Scheduler
Purpose
The scheduler is responsible for scheduling the execution of tasks. The execution of those tasks are being prioritized / scored by a ranker. The tasks are then pushed onto a priority queue.
Within the project of KAT, the scheduler is tasked with scheduling boefje, normalizer, and report tasks.
Architecture
See architecture document for the architecture and the extending document for the extending the scheduler with your own custom schedulers, and rankers.

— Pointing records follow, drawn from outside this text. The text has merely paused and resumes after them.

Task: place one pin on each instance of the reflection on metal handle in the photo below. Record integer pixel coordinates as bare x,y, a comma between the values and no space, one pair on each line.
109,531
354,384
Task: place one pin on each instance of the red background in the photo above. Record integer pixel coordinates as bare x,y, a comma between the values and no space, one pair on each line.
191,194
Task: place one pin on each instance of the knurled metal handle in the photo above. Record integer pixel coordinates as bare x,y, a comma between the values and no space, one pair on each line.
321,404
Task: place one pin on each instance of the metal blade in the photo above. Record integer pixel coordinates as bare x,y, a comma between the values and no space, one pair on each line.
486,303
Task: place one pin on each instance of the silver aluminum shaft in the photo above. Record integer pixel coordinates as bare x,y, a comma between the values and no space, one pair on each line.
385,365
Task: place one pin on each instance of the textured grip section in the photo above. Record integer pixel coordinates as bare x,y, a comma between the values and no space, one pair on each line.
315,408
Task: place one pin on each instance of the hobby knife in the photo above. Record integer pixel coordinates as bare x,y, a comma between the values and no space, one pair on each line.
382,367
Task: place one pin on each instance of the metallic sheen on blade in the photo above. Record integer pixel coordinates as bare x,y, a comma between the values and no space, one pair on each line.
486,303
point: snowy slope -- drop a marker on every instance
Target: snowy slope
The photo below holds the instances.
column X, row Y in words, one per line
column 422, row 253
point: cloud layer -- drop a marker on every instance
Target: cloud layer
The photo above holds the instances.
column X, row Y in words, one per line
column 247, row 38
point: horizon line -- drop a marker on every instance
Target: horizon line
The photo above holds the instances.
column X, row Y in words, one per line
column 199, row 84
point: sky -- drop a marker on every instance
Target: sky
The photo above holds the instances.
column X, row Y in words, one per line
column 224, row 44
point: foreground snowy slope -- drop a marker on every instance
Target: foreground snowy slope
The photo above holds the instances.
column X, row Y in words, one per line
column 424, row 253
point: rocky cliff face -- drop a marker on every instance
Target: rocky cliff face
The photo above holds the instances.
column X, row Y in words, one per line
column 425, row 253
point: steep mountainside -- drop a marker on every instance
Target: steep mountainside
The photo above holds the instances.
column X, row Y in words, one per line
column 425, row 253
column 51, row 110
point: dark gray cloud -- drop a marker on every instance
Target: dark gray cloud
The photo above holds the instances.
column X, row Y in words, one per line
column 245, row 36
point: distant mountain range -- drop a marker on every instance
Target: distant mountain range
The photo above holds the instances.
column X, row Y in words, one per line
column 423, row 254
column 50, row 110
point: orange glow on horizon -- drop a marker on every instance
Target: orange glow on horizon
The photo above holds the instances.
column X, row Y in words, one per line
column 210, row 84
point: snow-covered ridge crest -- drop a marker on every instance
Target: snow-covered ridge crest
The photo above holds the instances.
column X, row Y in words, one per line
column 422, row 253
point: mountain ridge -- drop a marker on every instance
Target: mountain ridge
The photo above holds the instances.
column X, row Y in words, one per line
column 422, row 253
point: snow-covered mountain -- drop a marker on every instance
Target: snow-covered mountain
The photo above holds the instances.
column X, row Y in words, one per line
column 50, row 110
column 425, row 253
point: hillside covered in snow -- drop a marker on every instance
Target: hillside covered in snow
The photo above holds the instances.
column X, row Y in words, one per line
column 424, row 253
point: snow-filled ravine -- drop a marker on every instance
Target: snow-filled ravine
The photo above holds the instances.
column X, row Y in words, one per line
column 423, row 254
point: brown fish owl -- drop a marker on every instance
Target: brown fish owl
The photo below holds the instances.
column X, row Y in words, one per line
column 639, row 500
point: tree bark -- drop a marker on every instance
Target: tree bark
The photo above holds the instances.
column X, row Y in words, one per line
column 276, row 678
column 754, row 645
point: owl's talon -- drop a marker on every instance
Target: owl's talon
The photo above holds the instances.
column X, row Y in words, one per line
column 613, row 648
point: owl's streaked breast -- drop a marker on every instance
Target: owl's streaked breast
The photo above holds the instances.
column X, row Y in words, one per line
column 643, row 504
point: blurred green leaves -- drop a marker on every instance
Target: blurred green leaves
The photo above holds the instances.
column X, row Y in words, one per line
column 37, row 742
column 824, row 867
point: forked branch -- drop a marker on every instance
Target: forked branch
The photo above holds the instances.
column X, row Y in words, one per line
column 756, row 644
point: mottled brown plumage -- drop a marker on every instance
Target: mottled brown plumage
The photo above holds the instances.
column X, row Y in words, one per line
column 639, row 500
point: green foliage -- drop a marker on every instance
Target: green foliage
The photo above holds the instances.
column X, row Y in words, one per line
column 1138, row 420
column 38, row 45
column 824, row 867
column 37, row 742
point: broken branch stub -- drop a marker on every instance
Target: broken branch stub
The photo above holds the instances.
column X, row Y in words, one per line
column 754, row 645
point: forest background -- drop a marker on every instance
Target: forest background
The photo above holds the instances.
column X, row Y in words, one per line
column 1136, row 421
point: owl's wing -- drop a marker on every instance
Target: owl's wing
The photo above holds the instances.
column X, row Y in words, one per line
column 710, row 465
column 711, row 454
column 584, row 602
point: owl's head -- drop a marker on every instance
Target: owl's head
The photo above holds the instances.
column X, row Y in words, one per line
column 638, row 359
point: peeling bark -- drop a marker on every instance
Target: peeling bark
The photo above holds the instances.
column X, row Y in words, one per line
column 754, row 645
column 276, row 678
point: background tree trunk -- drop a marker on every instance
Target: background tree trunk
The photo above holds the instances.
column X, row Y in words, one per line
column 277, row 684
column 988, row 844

Stack, packages and libraries
Name |
Version |
Description |
---|---|---|
Python |
^3.10 |
|
FastAPI |
^0.115.12 |
Used for api server |
SQLAlchemy |
^2.0.23 |
|
pydantic |
^2.11.3 |
|
uvicorn |
^0.29.0 |
The scheduler uses PostgreSQL as its database.
External services
The scheduler interfaces with the following services:
Service |
Usage |
---|---|
[Octopoes] |
Retrieving random OOI’s of organizations |
[Katalogus] |
Used for referencing available plugins and organizations |
[Bytes] |
Retrieve last run boefje for organization and OOI |
[RabbitMQ] |
Used for retrieving scan profile changes, and created raw data in bytes |
Project structure
.
├── docs/ # additional documentation
├── scheduler/ # scheduler python module
│ ├── clients/ # external service clients
│ │ ├── amqp/ # amqp clients
│ │ ├── http/ # http api clients
│ │ ├── __init__.py
│ │ ├── connector.py
│ │ └── errors.py
│ ├── config/ # application settings configuration
│ ├── context/ # shared application context
│ ├── models/ # internal model definitions
│ ├── schedulers/ # schedulers
│ │ ├── queue/ # priority queue implementation
│ │ ├── rankers/ # rankers for tasks
│ │ ├── schedulers/
│ │ │ ├── __init__.py
│ │ │ ├── boefje.py # boefje scheduler implementation
│ │ │ ├── normalizer.py # normalizer scheduler implementation
│ │ │ └── report.py # report scheduler implementation
│ │ ├── __init__.py
│ │ └── scheduler.py # abstract base class for schedulers
│ ├── storage/ # data abstraction layer
│ ├── server/ # http rest api server
│ ├── utils/ # common utility functions
│ ├── __init__.py
│ ├── __main__.py
│ ├── app.py # openkat scheduler app implementation
│ └── version.py # version information
└─── tests/ # test suite
Running / Developing
Typically the scheduler will be run from the overarching nl-kat-coordination project. When you want to run and the scheduler individually you can use the following setup. We are using docker to setup our development environment, but you are free to use whatever you want.
Prerequisites
By the use of environment variables we load in the configuration of the scheduler. See the environment settings section under Installation and Deployment for more information.
Running
# Build and run the scheduler in the background
$ docker compose up --build -d scheduler
Migrations
Creating a migration:
# Run migrations
make revid=0008 m="add_task_schedule" migrations
Sometimes it is helpful to run the migrations in a clean environment:
docker system prune
docker volume prune --force --all
Testing
# Run integration tests
$ make itest
# Run unit tests
$ make utest
# Individually test a file
$ make file=test_file.py utest
# Individually test a function
$ make file=test_file.py function='test_function' utest
Scripts
The scheduler comes with a few scripts that can be used to interact with the
scheduler. These scripts are located in the scripts/
directory and can be
check its documentation. These scripts are a collection of scripts that are
used for various testing and benchmarking purposes.
load.py
Allows to create multiple organisations and with a supplied data.csv
file
create objects on which a select number of boefjes will be performed upon.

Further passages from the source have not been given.